Mila, seorang gadis modern yang cerdas tapi tertutup, meninggal karena kecelakaan mobil. Namun, takdir membawanya ke zaman kuno di sebuah kerajaan bernama Cine. Ia terbangun dalam tubuh Selir Qianru, selir rendah yang tak dianggap di istana dan kerap ditindas Permaisuri serta para selir lain. Meski awalnya bingung dan takut, Mila perlahan berubah—ia memanfaatkan kecerdasannya, ilmu bela diri yang entah dari mana muncul, serta sikap blak-blakan dan unik khas wanita modern untuk mengubah nasibnya.

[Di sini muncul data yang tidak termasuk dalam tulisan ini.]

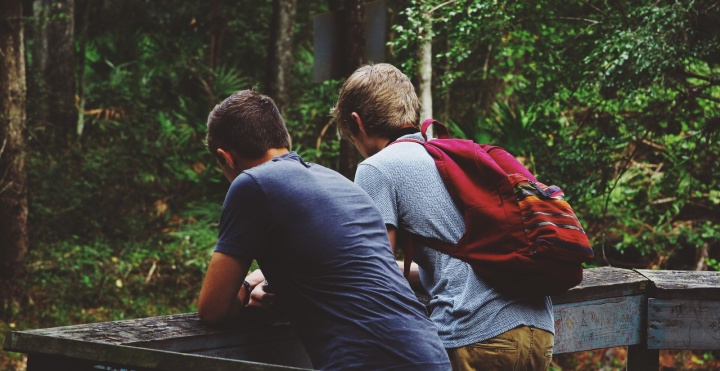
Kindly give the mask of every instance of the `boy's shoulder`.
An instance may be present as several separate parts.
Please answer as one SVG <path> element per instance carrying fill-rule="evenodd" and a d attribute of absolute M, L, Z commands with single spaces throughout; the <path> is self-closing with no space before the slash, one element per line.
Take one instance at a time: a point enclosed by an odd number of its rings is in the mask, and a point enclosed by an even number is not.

Dari yang tak dianggap, ia menjadi sekutu penting Kaisar dalam membongkar korupsi, penghianatan, dan konspirasi dalam istana.
Karya ini diterbitkan atas izin NovelToon inda, isi konten hanyalah pandangan pribadi pembuatnya, tidak mewakili NovelToon sendiri
Bab 32
Kabut pagi masih menggantung di langit ibu kota kekaisaran, menyelimuti atap-atap istana seperti selimut dingin yang enggan pergi. Udara menyimpan aroma kayu bakar dan embun, namun juga rasa hening yang begitu asing di antara tembok-tembok agung yang dulu penuh ambisi dan intrik.
Qianru berdiri di paviliun barat, tepat di bawah pohon plum yang mulai menggugurkan bunga-bunganya. Suara langkah pelan pelayan tua mengantarkan secangkir teh terakhir—teh pahit yang biasa ia minum setiap fajar, ketika memulai hari sebagai selir utama, penasihat kaisar, dan perempuan yang dituntut menjadi sempurna di mata dunia.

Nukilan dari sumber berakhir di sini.